The longer summer evenings have, for the first time that I remember, caused their own set of issues. My husband’s hours, for work, had him heading to bed long before it had even considered setting, and so I would struggle. While I should retire, as well, it was full sun outside. The result was, almost always, me up past 1 a.m. because this night owl knows how to self sabotage, apparently… (I hear you saying well no wonder you were struggling with the 4:30 rising sun! I know, I know…)

Complications aside, I love a long evening. I love the breezes as they chase away the heat of a day, as the sun sets late. All too soon it will be pitch black at four in the afternoon and the sun won’t be rising until hours after our early work day has began.

I am sad because shorter days mean that we are on the downslope of this year. This year who, for its first half felt unfairly brutal and stripping, and then suddenly I’m left whiplashed and wondering where it has gone.

As we age, this passing of time happens at lightening speed. It may also be fair to point out that my crotchety regards to early sunrises and late sunsets can also apply (a bit) to older age as well. I could remark about how I can’t win, but the common denominator here in all of these ill-fated trains of thought is simply me.

Last night I had a video call with my sister, who was buying school supplies. I felt a mix if things. I had noticed their appearance, in our local Target, last week. I had avoided them, an act pretty unlike me, as I love school supplies. I guess I wasn’t quite ready to embrace the impending change of season, not quite willing to surrender my grasp on summer.

But still, these days are getting shorter.

Last night, around the time of the video call, my husband and I were at an outdoor blues concert. It was amazing and lovely, peacefully and summery, when all at once two things occurred…

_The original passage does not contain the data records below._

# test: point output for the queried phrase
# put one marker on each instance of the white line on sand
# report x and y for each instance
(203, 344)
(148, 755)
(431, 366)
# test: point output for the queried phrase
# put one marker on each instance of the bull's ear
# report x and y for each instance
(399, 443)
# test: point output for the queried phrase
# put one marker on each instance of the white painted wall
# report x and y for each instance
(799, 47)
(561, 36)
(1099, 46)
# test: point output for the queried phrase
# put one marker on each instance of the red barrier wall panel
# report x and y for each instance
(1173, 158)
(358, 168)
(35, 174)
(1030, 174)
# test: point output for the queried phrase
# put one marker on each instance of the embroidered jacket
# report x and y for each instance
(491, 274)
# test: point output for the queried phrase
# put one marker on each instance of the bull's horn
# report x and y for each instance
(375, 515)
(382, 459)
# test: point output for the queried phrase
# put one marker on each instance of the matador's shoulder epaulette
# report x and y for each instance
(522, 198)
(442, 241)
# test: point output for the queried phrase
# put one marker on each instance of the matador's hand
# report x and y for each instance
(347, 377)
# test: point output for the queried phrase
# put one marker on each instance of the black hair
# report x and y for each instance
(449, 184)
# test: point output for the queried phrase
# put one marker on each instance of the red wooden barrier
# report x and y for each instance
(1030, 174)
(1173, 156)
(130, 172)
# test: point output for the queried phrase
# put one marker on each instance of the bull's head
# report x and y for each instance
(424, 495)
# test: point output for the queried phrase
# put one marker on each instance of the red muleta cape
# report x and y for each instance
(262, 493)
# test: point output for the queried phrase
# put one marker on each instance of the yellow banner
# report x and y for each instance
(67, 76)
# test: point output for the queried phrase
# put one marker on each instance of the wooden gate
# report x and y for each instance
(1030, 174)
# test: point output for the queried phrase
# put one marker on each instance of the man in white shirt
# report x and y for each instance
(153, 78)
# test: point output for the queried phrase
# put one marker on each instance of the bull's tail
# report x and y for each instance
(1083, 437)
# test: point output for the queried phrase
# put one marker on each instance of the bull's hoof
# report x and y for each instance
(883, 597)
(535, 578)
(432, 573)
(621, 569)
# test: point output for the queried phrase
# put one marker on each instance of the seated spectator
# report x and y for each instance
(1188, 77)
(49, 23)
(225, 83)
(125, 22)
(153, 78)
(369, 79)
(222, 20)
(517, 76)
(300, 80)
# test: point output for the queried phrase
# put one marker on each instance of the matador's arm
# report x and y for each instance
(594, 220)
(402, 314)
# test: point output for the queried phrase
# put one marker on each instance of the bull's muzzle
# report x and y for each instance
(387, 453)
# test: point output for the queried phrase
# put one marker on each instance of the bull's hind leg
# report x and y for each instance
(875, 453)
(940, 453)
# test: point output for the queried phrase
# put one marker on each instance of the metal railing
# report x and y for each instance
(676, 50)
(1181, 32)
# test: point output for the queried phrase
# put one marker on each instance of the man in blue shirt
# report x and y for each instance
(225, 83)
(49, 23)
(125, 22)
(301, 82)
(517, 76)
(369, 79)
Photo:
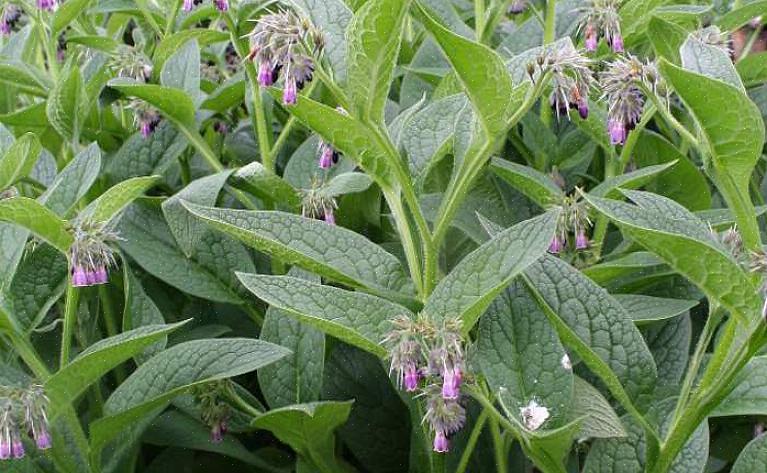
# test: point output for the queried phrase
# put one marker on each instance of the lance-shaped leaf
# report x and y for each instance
(596, 327)
(98, 359)
(473, 284)
(41, 221)
(373, 40)
(358, 319)
(347, 135)
(174, 372)
(116, 198)
(733, 131)
(680, 243)
(331, 251)
(481, 71)
(535, 185)
(308, 429)
(521, 356)
(19, 160)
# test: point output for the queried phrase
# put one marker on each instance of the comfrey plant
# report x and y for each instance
(382, 236)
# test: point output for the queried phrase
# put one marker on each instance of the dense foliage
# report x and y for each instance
(420, 236)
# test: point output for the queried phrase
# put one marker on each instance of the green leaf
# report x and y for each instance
(647, 309)
(753, 69)
(186, 229)
(710, 61)
(535, 185)
(472, 285)
(174, 103)
(347, 135)
(174, 372)
(733, 130)
(359, 319)
(109, 204)
(73, 182)
(749, 397)
(41, 221)
(67, 102)
(373, 43)
(693, 254)
(683, 183)
(599, 419)
(148, 240)
(753, 457)
(595, 326)
(308, 429)
(19, 160)
(631, 180)
(66, 14)
(331, 251)
(98, 359)
(521, 356)
(738, 17)
(482, 73)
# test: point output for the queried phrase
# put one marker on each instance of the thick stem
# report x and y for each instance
(70, 321)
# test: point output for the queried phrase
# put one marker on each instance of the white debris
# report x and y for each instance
(533, 415)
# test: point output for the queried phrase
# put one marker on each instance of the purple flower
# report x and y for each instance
(556, 245)
(290, 93)
(581, 241)
(441, 443)
(617, 131)
(617, 43)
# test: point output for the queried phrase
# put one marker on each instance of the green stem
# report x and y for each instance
(70, 321)
(472, 442)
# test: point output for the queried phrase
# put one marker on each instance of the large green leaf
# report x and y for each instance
(753, 458)
(473, 284)
(481, 71)
(173, 372)
(98, 359)
(29, 214)
(19, 160)
(330, 251)
(354, 317)
(308, 429)
(373, 43)
(732, 130)
(693, 254)
(521, 356)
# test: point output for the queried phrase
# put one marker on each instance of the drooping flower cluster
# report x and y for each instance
(285, 42)
(318, 204)
(90, 255)
(23, 410)
(622, 86)
(221, 5)
(214, 410)
(146, 117)
(601, 20)
(573, 220)
(9, 15)
(429, 355)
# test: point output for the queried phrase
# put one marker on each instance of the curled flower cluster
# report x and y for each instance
(23, 410)
(90, 255)
(214, 411)
(622, 86)
(9, 15)
(317, 204)
(221, 5)
(601, 19)
(285, 42)
(571, 82)
(573, 220)
(422, 351)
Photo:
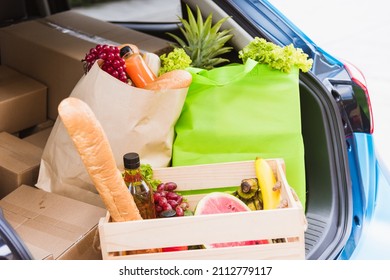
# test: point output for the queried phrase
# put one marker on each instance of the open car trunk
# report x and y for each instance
(328, 184)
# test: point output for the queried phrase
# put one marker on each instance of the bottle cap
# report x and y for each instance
(131, 161)
(125, 51)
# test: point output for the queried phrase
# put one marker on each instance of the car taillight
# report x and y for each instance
(358, 78)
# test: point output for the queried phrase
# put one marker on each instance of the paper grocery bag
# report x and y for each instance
(134, 120)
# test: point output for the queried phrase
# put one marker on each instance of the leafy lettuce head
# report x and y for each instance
(280, 58)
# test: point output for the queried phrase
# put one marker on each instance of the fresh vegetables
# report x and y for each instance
(203, 43)
(281, 58)
(176, 59)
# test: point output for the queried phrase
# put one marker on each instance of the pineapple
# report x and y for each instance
(204, 43)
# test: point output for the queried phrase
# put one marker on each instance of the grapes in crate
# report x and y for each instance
(169, 203)
(113, 63)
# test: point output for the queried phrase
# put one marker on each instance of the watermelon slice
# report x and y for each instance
(219, 202)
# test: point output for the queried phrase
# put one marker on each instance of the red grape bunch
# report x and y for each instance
(113, 63)
(168, 203)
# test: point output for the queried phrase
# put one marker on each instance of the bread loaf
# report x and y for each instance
(174, 79)
(96, 154)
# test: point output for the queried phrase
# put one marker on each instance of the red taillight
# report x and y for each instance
(359, 79)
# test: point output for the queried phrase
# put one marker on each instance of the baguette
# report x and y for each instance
(174, 79)
(96, 154)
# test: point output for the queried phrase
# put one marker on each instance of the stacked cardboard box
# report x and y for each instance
(19, 163)
(50, 50)
(22, 101)
(53, 226)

One, I looked up at a girl’s t-shirt which read class of 2024. I scoffed and made some low-breathed remark like yeah right, she looks a little tall to be a kindergartener. Here we are, on the literal cusp of 2020, and I sat clothed in full denial because how? (seriously though, how is this even possible? And is asking this a sign of old age?)

Two, halfway through the show, as the sun was beginning its descent, people started packing up their chairs and picnic remains. The slowly fading sun had escorted in the bugs, ready to have their evening feast on all of us.

The days are getting shorter.

Also, next Monday’s show will be seven days worse…

Do you love the late summer sunsets or prefer the cooler, early evenings of Autumn?